On Fri, 20 Mar 2026 at 17:58, Paul Koning via Gcc <[email protected]> wrote:
>
>
>
> > On Mar 20, 2026, at 6:15 AM, Jakub Jelinek via Gcc <[email protected]> wrote:
> >
> > On Fri, Mar 20, 2026 at 09:47:08AM +0000, Claudio Bantaloukas via Gcc wrote:
> >> Title says it all really.
> >>
> >> Why am I asking? I'd like to try writing a build that checks stage1 works
> >> with the earliest version of gcc the project wants to support.
> >>
> >> https://gcc.gnu.org/install/prerequisites.html currently says:
> >> - GCC 5.4 or newer has sufficient support for used C++14 features.
> >> - If you need to build an intermediate version of GCC in order to bootstrap
> >> current GCC, consider GCC 9.5
> >>
> >> Should it use gcc 5.4? Is it time to increase that version?
> >
> > Yes. No.
> >
> > We don't increase the minimum requirement just for fun, but when it gives
> > significant benefits for the codebase and the earliest supported gcc is
> > still old enough (unlike especially rustc but also LLVM we try not to
> > require too recent stuff for building).
>
> That's an excellent principle.  Do we apply this to other dependencies?  I've 
> noticed the prerequisite version of things like gmp creeping up.  Is that 
> necessary?

They changed last year, and hadn't changed since 2021 before that.

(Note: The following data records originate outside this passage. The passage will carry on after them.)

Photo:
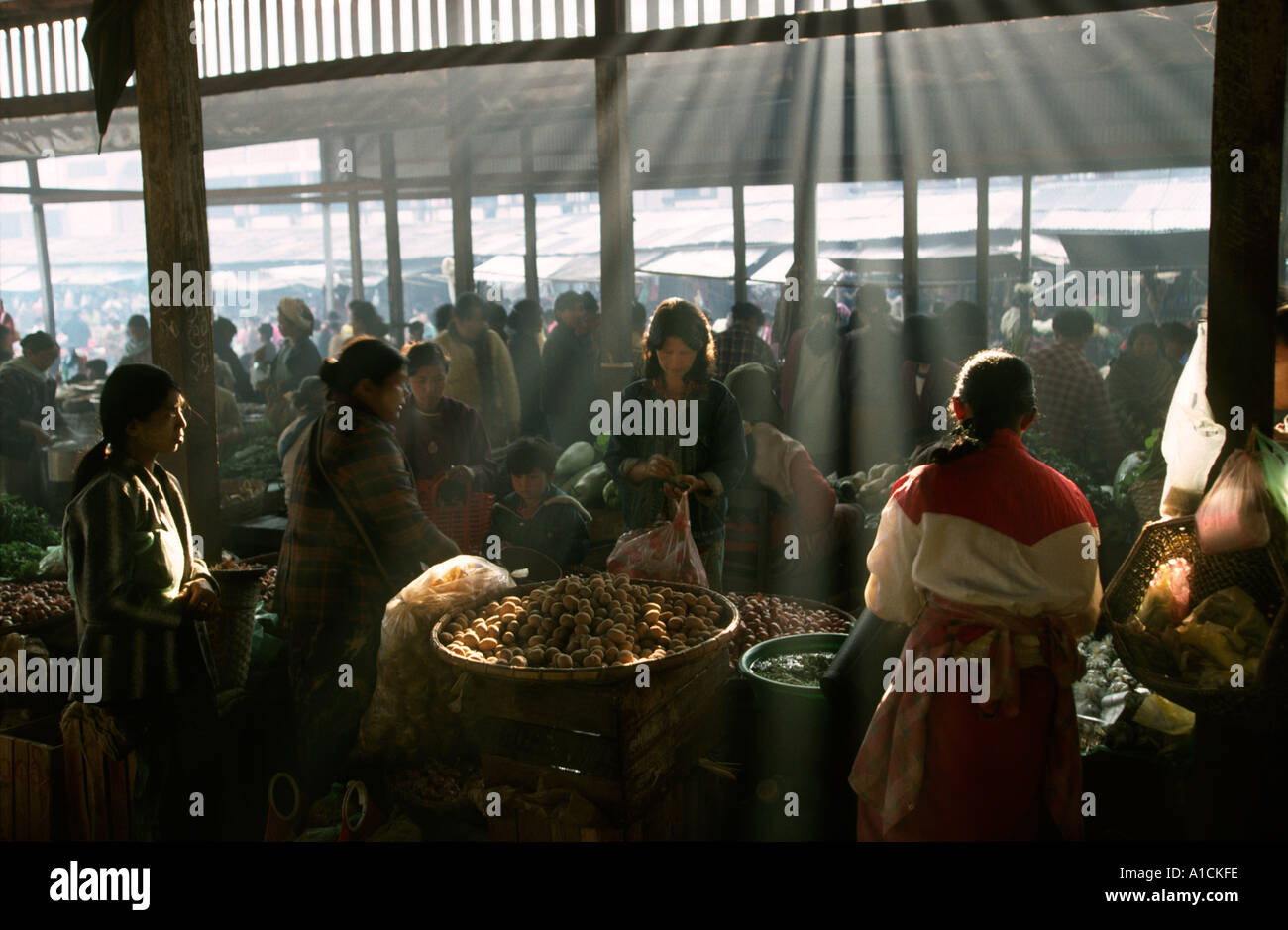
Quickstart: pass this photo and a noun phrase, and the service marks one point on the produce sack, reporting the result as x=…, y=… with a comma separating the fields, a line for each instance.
x=408, y=716
x=1192, y=440
x=1233, y=515
x=664, y=552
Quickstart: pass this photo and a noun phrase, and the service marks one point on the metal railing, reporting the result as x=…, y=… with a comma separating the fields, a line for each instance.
x=236, y=37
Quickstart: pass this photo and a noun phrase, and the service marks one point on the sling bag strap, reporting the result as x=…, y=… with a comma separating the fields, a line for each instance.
x=316, y=444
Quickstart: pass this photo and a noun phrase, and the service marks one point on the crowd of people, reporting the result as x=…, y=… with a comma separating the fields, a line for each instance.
x=489, y=402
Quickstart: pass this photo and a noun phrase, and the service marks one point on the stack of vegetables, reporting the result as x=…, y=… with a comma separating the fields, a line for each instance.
x=25, y=536
x=583, y=472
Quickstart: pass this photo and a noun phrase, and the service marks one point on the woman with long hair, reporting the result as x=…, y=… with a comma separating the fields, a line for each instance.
x=984, y=554
x=1140, y=384
x=679, y=366
x=138, y=582
x=355, y=537
x=482, y=372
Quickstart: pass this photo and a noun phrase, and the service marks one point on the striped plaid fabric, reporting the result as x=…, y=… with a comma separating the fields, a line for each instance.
x=331, y=594
x=889, y=768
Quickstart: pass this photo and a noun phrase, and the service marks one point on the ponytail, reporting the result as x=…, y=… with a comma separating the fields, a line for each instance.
x=90, y=465
x=999, y=389
x=133, y=392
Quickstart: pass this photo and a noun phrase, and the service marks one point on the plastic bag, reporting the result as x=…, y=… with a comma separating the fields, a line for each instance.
x=408, y=716
x=1233, y=515
x=664, y=552
x=1192, y=440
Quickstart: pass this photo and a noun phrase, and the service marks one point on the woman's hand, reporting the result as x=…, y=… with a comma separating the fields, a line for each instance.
x=684, y=484
x=202, y=600
x=655, y=466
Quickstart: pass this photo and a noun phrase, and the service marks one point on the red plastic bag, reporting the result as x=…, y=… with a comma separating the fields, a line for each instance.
x=1233, y=514
x=664, y=552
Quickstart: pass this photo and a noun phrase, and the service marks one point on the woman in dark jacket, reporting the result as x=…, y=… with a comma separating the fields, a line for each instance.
x=355, y=537
x=138, y=583
x=707, y=458
x=526, y=355
x=26, y=390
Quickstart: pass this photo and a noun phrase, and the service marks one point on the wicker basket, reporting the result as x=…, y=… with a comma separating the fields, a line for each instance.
x=465, y=523
x=600, y=673
x=1257, y=570
x=231, y=631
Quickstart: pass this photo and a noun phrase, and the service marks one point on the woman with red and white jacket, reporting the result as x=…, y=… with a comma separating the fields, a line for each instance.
x=987, y=554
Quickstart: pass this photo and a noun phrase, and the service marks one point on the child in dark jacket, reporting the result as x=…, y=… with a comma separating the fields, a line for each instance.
x=537, y=514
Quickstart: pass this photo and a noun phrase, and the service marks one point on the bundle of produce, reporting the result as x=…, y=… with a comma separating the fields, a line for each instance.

The
commit log explains why they were updated:

   contrib/download_prerequisites: Update GMP, MPFR, MPC [PR120237]

   Download newer versions of GMP, MPFR and MPC (the latest); besides the usual
   bug fixes and smaller features, MPFR adds new functions for C23, some of
   which are already used in GCC in the middle (fold-const-call.cc) and in
   Fortran 2023 for the 'pi' trignonometric functions, if MPFR is new enough.